5 September 2001, 08:52  Japan's MoF says Q2 capex surprisingly solid, outlook severe

TOKYO (AFX-ASIA) - The Ministry of Finance said three months to June overall capital expenditure was surprisingly solid, led by the manufacturing sector as well as a reduction in the decline in non-manufacturing spending.
However, a ministry official warned that declining sales in the manufacturing sector are likely to impact on investment spending going forward, with conditions here expected to be severe.
The ministry had expected capex to show further signs of a slowdown from April, but overall capex rose 2.3 pct in the second quarter, down only slightly from the 2.5 pct rise the previous quarter.
"It seems to me that strong sentiment in capex continued into the second quarter," the ministry official said.
"Many people think the capex rise in the second quarter was unexpected but reported deterioration is taking place now (in the current quarter)," he said.
The official declined to comment precisely on the outlook for capex but said it is expected to be severe, given the trend in manufacturing sales.
"Manufacturers' sales figures this quarter showed negative growth.
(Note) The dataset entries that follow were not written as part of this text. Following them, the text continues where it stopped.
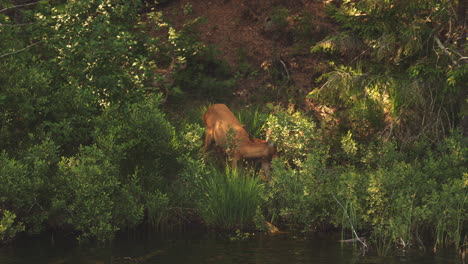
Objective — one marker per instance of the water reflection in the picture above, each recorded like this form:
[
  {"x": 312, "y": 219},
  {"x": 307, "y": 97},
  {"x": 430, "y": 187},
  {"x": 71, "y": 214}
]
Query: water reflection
[{"x": 206, "y": 248}]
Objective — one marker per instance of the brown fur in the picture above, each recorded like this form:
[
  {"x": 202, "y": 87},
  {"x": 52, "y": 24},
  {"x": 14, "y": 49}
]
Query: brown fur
[{"x": 218, "y": 121}]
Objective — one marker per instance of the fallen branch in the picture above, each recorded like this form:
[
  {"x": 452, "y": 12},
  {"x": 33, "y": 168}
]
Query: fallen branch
[
  {"x": 444, "y": 49},
  {"x": 351, "y": 224}
]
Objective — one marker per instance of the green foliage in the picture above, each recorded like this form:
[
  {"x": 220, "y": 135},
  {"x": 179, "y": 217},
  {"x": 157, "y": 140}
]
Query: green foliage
[
  {"x": 230, "y": 200},
  {"x": 89, "y": 184},
  {"x": 253, "y": 119},
  {"x": 294, "y": 135},
  {"x": 26, "y": 184},
  {"x": 395, "y": 65},
  {"x": 300, "y": 197},
  {"x": 139, "y": 136},
  {"x": 8, "y": 227}
]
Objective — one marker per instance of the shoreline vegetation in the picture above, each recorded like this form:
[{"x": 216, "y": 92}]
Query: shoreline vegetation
[{"x": 95, "y": 138}]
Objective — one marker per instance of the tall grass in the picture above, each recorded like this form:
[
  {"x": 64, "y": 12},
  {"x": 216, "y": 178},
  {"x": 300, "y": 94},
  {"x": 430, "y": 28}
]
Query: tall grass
[{"x": 230, "y": 199}]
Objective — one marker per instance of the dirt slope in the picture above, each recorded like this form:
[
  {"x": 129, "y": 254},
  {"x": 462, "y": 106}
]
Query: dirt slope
[{"x": 244, "y": 32}]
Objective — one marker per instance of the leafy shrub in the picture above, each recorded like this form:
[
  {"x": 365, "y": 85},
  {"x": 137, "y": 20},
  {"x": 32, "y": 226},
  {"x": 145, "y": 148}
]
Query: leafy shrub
[
  {"x": 254, "y": 120},
  {"x": 294, "y": 135},
  {"x": 138, "y": 136},
  {"x": 28, "y": 182},
  {"x": 230, "y": 200},
  {"x": 89, "y": 185},
  {"x": 8, "y": 227}
]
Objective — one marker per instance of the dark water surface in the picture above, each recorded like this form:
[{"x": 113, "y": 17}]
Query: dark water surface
[{"x": 202, "y": 247}]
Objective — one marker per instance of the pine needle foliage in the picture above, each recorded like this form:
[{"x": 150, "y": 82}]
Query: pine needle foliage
[{"x": 408, "y": 57}]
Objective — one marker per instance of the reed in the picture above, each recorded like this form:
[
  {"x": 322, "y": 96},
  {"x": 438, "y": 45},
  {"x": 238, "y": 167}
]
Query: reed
[{"x": 230, "y": 199}]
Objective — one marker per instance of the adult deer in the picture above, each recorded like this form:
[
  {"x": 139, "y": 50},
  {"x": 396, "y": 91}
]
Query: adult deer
[{"x": 224, "y": 128}]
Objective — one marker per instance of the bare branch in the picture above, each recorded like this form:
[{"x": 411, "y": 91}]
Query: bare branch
[
  {"x": 444, "y": 49},
  {"x": 351, "y": 224},
  {"x": 17, "y": 6},
  {"x": 16, "y": 51}
]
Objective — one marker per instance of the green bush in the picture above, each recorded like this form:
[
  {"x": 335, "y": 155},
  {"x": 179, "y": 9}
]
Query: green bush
[
  {"x": 28, "y": 182},
  {"x": 229, "y": 200},
  {"x": 8, "y": 227},
  {"x": 89, "y": 186},
  {"x": 294, "y": 135}
]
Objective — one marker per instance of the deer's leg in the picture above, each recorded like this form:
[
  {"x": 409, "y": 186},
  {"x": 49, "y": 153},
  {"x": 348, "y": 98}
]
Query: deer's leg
[
  {"x": 208, "y": 139},
  {"x": 234, "y": 163},
  {"x": 266, "y": 166}
]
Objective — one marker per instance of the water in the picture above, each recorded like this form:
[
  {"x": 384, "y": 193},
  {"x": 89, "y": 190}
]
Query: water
[{"x": 206, "y": 248}]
We expect this will reflect on the overall outlook for capex," he said.
Sales in the manufacturing sector fell 1.6 pct in the second quarter, compared with a rise of 0.7 pct in the first.
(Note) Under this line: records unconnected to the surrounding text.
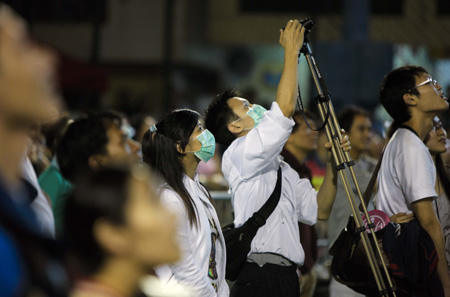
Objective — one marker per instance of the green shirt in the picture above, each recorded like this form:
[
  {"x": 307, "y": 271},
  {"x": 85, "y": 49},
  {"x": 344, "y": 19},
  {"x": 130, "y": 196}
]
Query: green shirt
[{"x": 58, "y": 189}]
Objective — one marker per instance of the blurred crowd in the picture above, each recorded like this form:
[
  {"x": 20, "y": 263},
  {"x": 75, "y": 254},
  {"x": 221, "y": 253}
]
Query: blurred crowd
[{"x": 82, "y": 213}]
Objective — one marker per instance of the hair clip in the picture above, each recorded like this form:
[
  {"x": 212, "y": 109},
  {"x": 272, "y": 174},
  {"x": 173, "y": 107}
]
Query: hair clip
[{"x": 153, "y": 128}]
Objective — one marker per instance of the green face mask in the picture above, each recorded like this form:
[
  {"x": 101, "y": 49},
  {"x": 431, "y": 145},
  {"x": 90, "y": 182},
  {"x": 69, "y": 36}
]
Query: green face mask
[
  {"x": 208, "y": 142},
  {"x": 256, "y": 112}
]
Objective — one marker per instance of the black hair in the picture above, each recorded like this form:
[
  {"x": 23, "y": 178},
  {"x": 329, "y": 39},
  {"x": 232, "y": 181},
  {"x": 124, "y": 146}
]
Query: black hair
[
  {"x": 395, "y": 84},
  {"x": 85, "y": 137},
  {"x": 54, "y": 131},
  {"x": 348, "y": 114},
  {"x": 159, "y": 149},
  {"x": 443, "y": 175},
  {"x": 218, "y": 115},
  {"x": 99, "y": 195}
]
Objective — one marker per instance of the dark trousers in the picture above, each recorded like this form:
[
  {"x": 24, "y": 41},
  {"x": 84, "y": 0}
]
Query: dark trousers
[
  {"x": 267, "y": 281},
  {"x": 432, "y": 289}
]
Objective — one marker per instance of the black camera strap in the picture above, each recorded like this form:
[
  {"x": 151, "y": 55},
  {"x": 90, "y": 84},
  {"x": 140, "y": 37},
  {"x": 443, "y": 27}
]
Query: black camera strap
[{"x": 269, "y": 206}]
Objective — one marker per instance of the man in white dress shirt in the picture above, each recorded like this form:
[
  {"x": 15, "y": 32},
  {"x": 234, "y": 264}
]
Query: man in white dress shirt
[
  {"x": 407, "y": 176},
  {"x": 255, "y": 138}
]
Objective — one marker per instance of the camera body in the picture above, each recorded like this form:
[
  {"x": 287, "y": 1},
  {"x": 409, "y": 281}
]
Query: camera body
[{"x": 308, "y": 24}]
Non-manufacturing sales rose 2.5 pct, compared with a rise of 3.7 pct. Capex in the electric machinery sector rose 17.8 pct in the second quarter, compared with a rise of 30.4 pct in the previous quarter, while service sector capex rose 2.8 pct, compared with a fall of 14.3 pct.
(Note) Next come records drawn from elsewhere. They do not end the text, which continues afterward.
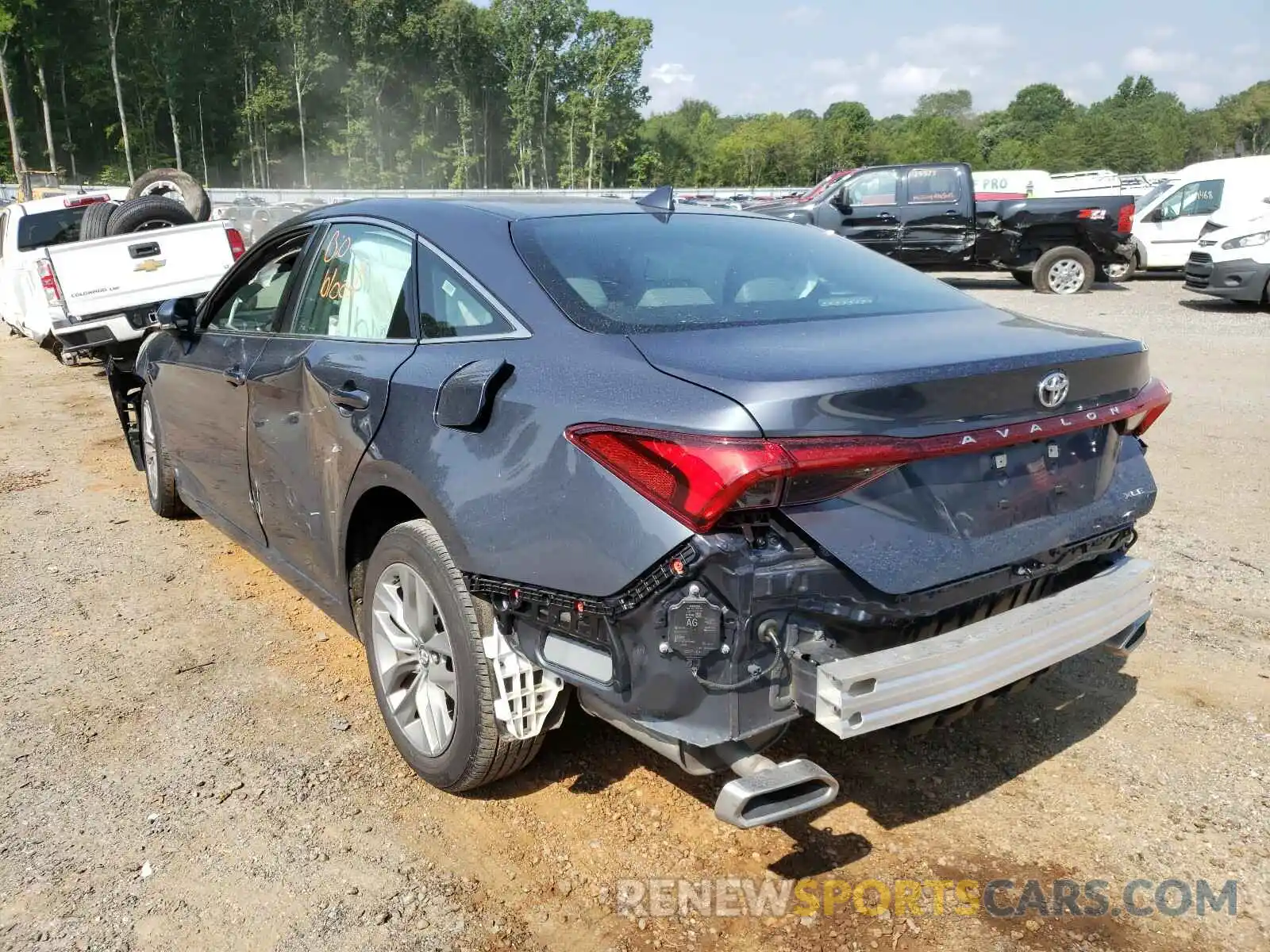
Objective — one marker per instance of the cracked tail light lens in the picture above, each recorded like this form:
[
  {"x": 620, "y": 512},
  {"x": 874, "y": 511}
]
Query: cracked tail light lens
[
  {"x": 48, "y": 281},
  {"x": 1124, "y": 222},
  {"x": 698, "y": 478},
  {"x": 694, "y": 478}
]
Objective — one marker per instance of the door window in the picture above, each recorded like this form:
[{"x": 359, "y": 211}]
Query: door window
[
  {"x": 253, "y": 306},
  {"x": 357, "y": 286},
  {"x": 450, "y": 306},
  {"x": 873, "y": 188},
  {"x": 1194, "y": 198},
  {"x": 933, "y": 186}
]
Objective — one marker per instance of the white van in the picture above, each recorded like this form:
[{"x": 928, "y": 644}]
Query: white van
[
  {"x": 1233, "y": 262},
  {"x": 1170, "y": 220}
]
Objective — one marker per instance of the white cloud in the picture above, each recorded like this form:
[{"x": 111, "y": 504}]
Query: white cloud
[
  {"x": 1195, "y": 94},
  {"x": 959, "y": 36},
  {"x": 1145, "y": 59},
  {"x": 911, "y": 80},
  {"x": 802, "y": 16},
  {"x": 838, "y": 92},
  {"x": 670, "y": 74},
  {"x": 831, "y": 67}
]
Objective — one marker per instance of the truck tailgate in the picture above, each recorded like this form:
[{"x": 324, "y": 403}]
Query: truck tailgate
[{"x": 144, "y": 268}]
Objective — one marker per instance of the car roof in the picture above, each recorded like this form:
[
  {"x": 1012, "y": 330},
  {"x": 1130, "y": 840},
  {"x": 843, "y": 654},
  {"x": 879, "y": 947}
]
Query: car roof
[{"x": 417, "y": 213}]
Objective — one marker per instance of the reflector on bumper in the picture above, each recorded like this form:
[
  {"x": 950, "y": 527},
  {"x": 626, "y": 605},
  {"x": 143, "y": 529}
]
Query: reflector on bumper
[{"x": 879, "y": 689}]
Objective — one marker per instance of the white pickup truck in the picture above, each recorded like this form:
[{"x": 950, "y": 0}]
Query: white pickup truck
[{"x": 98, "y": 296}]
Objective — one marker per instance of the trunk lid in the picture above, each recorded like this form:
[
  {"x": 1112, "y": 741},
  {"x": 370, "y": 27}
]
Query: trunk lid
[{"x": 937, "y": 520}]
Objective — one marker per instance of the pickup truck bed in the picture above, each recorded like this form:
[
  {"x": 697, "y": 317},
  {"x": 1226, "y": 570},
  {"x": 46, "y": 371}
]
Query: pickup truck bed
[
  {"x": 927, "y": 216},
  {"x": 105, "y": 292}
]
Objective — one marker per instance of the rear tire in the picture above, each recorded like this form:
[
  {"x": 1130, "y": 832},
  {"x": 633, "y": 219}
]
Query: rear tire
[
  {"x": 1064, "y": 271},
  {"x": 160, "y": 475},
  {"x": 94, "y": 222},
  {"x": 177, "y": 186},
  {"x": 432, "y": 679},
  {"x": 148, "y": 215}
]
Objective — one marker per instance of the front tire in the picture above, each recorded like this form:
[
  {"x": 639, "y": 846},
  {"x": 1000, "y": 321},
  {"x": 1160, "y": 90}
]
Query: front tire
[
  {"x": 175, "y": 184},
  {"x": 1064, "y": 271},
  {"x": 432, "y": 679},
  {"x": 160, "y": 474},
  {"x": 148, "y": 213}
]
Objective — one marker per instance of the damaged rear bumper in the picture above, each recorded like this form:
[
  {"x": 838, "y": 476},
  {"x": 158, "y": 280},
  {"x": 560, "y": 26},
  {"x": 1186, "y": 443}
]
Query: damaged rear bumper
[{"x": 860, "y": 695}]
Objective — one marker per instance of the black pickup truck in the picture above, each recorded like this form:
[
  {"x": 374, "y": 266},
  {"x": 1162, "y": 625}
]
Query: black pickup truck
[{"x": 927, "y": 216}]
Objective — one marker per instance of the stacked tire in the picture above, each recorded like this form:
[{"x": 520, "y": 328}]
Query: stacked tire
[{"x": 162, "y": 198}]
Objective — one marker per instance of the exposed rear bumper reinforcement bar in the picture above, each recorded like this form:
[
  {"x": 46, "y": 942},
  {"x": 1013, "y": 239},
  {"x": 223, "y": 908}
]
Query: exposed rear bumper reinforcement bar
[{"x": 883, "y": 689}]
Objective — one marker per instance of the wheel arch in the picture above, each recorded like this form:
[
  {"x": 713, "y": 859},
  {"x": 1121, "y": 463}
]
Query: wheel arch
[{"x": 380, "y": 497}]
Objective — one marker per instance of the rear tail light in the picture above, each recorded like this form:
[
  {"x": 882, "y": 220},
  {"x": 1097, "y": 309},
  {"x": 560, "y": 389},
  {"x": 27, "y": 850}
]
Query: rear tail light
[
  {"x": 698, "y": 478},
  {"x": 80, "y": 201},
  {"x": 1124, "y": 222},
  {"x": 48, "y": 281},
  {"x": 237, "y": 245}
]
On the other hand, profits in non-manufacturing started to show some recovery, led by the positive impact of restructuring efforts here. However, this contrasts with profit declines in the manufacturing sector. "Pretax profit in manufacturing has become negative due to the electric machinery sector but the non-manufacturing sector has started to show some growth led by restructuring efforts, especially in services," the official said. Service-sector profit rose 36.9 pct in the second quarter compared with a 30.2 pct fall in the first, while electric machinery-sector profit fell 88.6 pct compared with a fall of 1.6 pct.